The Chicago Botanic Garden and Bath Complex is a “bridge” that leads us from the center of the city Chicago straight into the misty Michigan Lake. It is a transition from the busy, physically functional city that frames our everyday acquainted experiences, where exploring is not contingent upon understanding, to a series of displays of different conditioned baths, vegetation, and spaces, where creates multitude of experiences that activate all human senses without distraction and disruption. People are encouraged to learn, feel and think while traveling through this journey of senses and interacting with the surroundings.
In the Chicago Botanic Garden and Bath Complex, people are able to see the passing time through the changes of light and shadow, vegetation growth and the material age. The sounds of the traffic on Lake Shore Drive slowly replaced by the sounds of water waves and wind blowing through the trees as one goes further into the lake. The different indoor, semi-outdoor and outdoor conditions along with the themed baths create a peculiar experience of temperature and moisture change through out the complex. A variety of activities are abled in the complex besides bathing, such as vegetation studies, lake ecology studies, sketching etc.
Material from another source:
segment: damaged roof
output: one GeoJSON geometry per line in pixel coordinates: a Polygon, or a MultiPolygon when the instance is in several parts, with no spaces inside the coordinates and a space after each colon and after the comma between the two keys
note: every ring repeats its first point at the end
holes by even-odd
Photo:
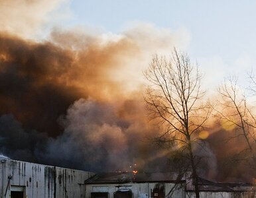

When viewing from above, the complex appears to look like an extension of the Millennium Park. The bathing area that is covered by the garden above goes up and down, echoes the skyline of Chicago. A monumental esthetic is depicted by the regular geometrical elements and the amount of stairs that are used in the space. The densely used stairs are also decretive and had became to a language of its own. The idea of sustainability was considered in the design in order to support the complex. Bath water that is used in the building is heated by the geothermal energy. The semi-outdoor spaces with the glass roofs that open allow natural ventilation and invite rain water into the space for garden irrigation. The “hanging garden” above the bath is also bees and butterflies friendly.